H-cluster Intermediates and Catalytic Properties of Clostridium pasteurianum [FeFe]-Hydrogenase III

[FeFe]-Hydrogenases are structurally diverse enzymes that catalyze reversible H2 activation at a catalytic cofactor or H-cluster. The H-cluster is a [4Fe-4S] cubane linked by a cysteine thiolate to a diiron subsite containing unique CO, CN-, and dithiomethylamine ligands. The established H-cluster resting state of [4Fe-4S]2+-[FeII-FeI], or Hox, functions in H2 binding and oxidation, or by proton-coupled reduction initiates H2 evolution. In contrast, in Clostridium pasteurianum [FeFe]-hydrogenase III (CpIII) the resting state of the H-cluster is fully oxidized, [4Fe-4S]2+-[FeII-FeII], or Hox+1. To begin to understand if Hox+1 has a role in the mechanism of CpIII, we determined the spectroscopic and redox properties of CpIII H-cluster states under catalytic conditions.

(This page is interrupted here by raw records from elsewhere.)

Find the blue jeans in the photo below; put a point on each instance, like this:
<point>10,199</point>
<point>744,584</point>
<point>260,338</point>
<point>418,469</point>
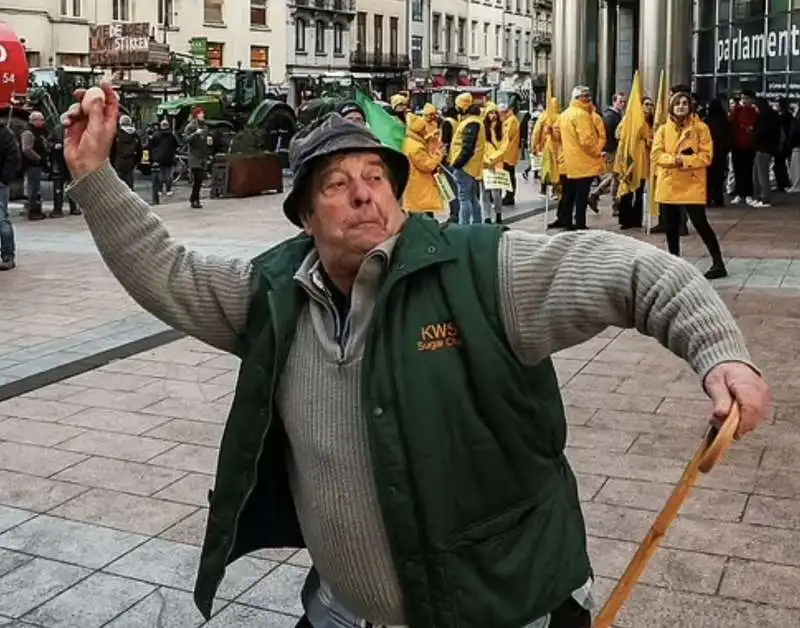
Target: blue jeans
<point>471,211</point>
<point>7,248</point>
<point>33,176</point>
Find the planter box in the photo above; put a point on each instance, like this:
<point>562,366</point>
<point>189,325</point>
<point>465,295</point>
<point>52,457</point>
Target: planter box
<point>250,175</point>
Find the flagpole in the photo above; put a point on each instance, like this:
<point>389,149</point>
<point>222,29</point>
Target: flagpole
<point>546,206</point>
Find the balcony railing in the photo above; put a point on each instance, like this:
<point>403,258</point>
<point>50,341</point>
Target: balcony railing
<point>455,59</point>
<point>378,60</point>
<point>341,6</point>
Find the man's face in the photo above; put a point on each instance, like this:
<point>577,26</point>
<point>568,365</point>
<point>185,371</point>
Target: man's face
<point>355,208</point>
<point>681,107</point>
<point>356,117</point>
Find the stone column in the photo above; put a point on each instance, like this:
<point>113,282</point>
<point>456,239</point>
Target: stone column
<point>679,17</point>
<point>574,46</point>
<point>652,43</point>
<point>606,51</point>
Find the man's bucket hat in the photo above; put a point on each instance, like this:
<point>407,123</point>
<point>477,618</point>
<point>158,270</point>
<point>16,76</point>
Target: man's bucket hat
<point>332,135</point>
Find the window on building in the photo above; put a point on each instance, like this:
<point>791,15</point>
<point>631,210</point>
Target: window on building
<point>378,25</point>
<point>214,51</point>
<point>448,33</point>
<point>394,36</point>
<point>69,58</point>
<point>72,8</point>
<point>212,11</point>
<point>416,52</point>
<point>120,10</point>
<point>319,37</point>
<point>258,13</point>
<point>259,57</point>
<point>473,38</point>
<point>300,35</point>
<point>166,10</point>
<point>416,11</point>
<point>361,30</point>
<point>338,38</point>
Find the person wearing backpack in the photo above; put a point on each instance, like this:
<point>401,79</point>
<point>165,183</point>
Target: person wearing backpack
<point>10,164</point>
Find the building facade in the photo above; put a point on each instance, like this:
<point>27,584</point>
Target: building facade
<point>747,44</point>
<point>319,37</point>
<point>246,32</point>
<point>419,40</point>
<point>449,42</point>
<point>486,41</point>
<point>379,55</point>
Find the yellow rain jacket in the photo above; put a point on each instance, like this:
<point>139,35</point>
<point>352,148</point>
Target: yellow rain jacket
<point>582,139</point>
<point>421,193</point>
<point>685,183</point>
<point>474,166</point>
<point>511,131</point>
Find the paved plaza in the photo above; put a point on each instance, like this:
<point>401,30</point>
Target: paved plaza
<point>105,470</point>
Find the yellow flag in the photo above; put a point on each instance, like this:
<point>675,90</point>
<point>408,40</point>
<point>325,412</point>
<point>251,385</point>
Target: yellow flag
<point>630,162</point>
<point>659,119</point>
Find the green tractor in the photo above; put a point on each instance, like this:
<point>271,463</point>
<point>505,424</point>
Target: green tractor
<point>233,100</point>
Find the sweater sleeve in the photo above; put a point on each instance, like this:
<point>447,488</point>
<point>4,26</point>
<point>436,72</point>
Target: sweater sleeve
<point>556,292</point>
<point>205,297</point>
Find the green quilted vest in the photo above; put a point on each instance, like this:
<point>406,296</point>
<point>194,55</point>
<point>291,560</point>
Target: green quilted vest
<point>479,502</point>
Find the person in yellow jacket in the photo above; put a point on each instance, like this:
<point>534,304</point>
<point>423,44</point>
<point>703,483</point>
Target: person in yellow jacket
<point>582,139</point>
<point>424,152</point>
<point>682,150</point>
<point>511,134</point>
<point>466,158</point>
<point>496,146</point>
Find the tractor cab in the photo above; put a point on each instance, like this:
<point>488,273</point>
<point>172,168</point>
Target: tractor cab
<point>240,91</point>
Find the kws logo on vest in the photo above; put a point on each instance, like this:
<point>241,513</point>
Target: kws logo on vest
<point>438,336</point>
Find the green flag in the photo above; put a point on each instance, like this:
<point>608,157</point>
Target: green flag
<point>389,130</point>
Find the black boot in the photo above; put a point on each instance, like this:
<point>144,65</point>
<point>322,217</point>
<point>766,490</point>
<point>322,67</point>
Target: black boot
<point>717,271</point>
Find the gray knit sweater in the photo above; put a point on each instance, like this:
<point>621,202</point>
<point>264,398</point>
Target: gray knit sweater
<point>555,292</point>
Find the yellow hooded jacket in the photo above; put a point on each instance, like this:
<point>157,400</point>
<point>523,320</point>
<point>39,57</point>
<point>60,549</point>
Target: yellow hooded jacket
<point>421,193</point>
<point>582,139</point>
<point>685,183</point>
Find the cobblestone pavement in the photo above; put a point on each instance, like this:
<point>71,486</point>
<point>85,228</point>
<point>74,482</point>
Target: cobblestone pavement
<point>104,476</point>
<point>61,305</point>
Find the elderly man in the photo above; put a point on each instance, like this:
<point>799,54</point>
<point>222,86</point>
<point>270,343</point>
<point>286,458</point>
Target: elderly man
<point>397,411</point>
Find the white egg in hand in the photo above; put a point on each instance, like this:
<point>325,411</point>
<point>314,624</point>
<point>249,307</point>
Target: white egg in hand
<point>92,94</point>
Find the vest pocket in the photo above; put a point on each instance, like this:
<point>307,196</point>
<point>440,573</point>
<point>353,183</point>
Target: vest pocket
<point>517,566</point>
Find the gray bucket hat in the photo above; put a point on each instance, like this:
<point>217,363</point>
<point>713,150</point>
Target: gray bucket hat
<point>331,135</point>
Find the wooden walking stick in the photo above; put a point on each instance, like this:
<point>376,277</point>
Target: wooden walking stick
<point>716,441</point>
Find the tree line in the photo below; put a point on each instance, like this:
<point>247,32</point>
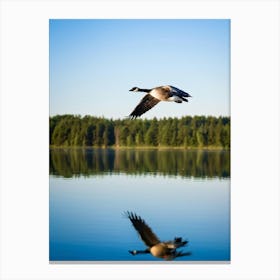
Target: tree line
<point>186,132</point>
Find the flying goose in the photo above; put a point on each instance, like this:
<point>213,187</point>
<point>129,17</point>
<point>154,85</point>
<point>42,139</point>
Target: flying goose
<point>155,95</point>
<point>166,250</point>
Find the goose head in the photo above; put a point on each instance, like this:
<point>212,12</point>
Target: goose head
<point>135,89</point>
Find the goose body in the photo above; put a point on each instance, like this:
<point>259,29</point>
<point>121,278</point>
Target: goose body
<point>155,95</point>
<point>166,250</point>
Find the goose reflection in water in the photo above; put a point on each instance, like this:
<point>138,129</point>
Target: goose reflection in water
<point>161,249</point>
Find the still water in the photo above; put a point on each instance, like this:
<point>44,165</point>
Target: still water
<point>178,193</point>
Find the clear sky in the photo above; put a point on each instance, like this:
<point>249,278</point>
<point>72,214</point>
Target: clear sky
<point>94,63</point>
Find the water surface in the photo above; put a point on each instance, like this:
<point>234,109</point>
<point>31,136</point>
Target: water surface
<point>177,192</point>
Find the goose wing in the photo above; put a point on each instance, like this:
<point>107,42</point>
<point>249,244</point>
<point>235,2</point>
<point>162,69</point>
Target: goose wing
<point>179,92</point>
<point>145,232</point>
<point>146,103</point>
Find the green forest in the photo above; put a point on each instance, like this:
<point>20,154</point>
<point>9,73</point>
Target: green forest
<point>184,132</point>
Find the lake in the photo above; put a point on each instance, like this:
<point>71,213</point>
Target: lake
<point>179,193</point>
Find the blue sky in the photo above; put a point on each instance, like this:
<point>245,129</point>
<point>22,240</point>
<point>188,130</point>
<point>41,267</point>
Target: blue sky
<point>94,63</point>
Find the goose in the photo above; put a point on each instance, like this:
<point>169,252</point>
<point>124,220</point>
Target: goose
<point>166,250</point>
<point>155,95</point>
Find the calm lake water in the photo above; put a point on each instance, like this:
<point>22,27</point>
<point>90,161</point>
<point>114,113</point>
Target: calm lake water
<point>177,192</point>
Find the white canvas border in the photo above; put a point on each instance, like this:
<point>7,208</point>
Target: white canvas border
<point>254,126</point>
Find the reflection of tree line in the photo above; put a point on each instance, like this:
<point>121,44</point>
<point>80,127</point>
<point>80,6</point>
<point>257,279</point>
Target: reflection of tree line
<point>186,163</point>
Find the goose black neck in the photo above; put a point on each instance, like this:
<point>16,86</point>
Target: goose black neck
<point>144,90</point>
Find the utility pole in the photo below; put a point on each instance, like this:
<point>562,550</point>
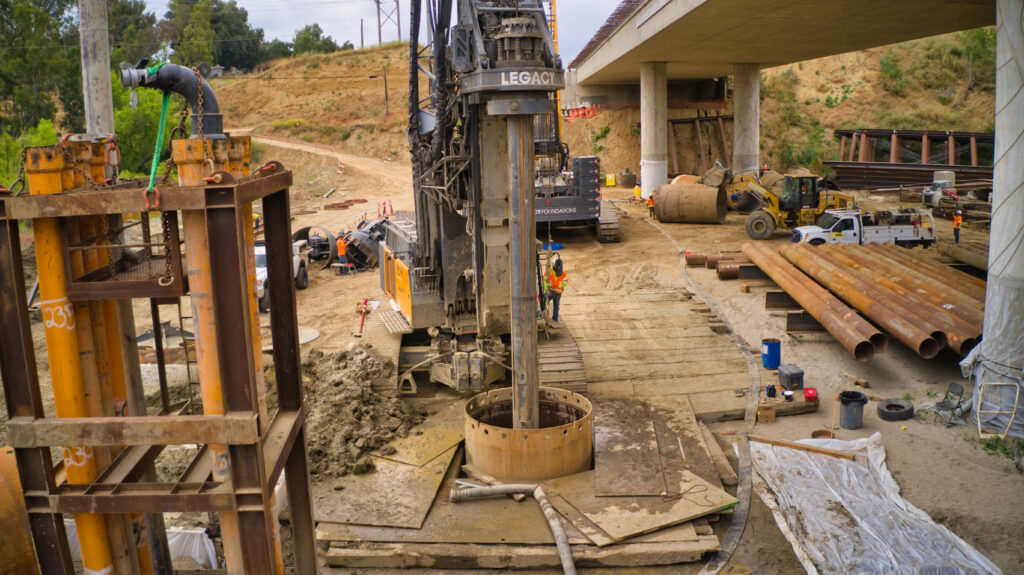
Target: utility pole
<point>379,38</point>
<point>99,123</point>
<point>96,68</point>
<point>397,20</point>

CpIII poised in Hox+1 and either equilibrated under 1 atm of H2 or reduced with sodium dithionite, resulted in a mixture of reduced states including Hox (Em8 = -407 mV), Htrans-like [4Fe-4S]+-[FeII-FeII] (Em8 = -418 mV), Hred [4Fe-4S]+-[FeII-FeI], and HredH+ [4Fe-4S]2+-[FeI-FeI] (Em8 = -455-480 mV). Under H2 the population of the Htrans-like state was >20-fold higher than Hox, implicating a role in CpIII catalysis. Unlike other enzymes, there was no spectral evidence of fully reduced states, such as HsredH+ ([4Fe-4S]+-[FeI-FeI]) or Hhyd ([4Fe-4S]+-[FeII-FeII]-H-). Thus, while the H-cluster states of CpIII encompass most of the catalytic intermediates, it is either unable to form HsredH+ and Hhyd, or these states are highly destabilized in CpIII. Thus, these results demonstrate that catalytic intermediates of reduced CpIII differ from the typical intermediates of other catalytic [FeFe]-hydrogenases and may explain the catalytic preference for H2 production.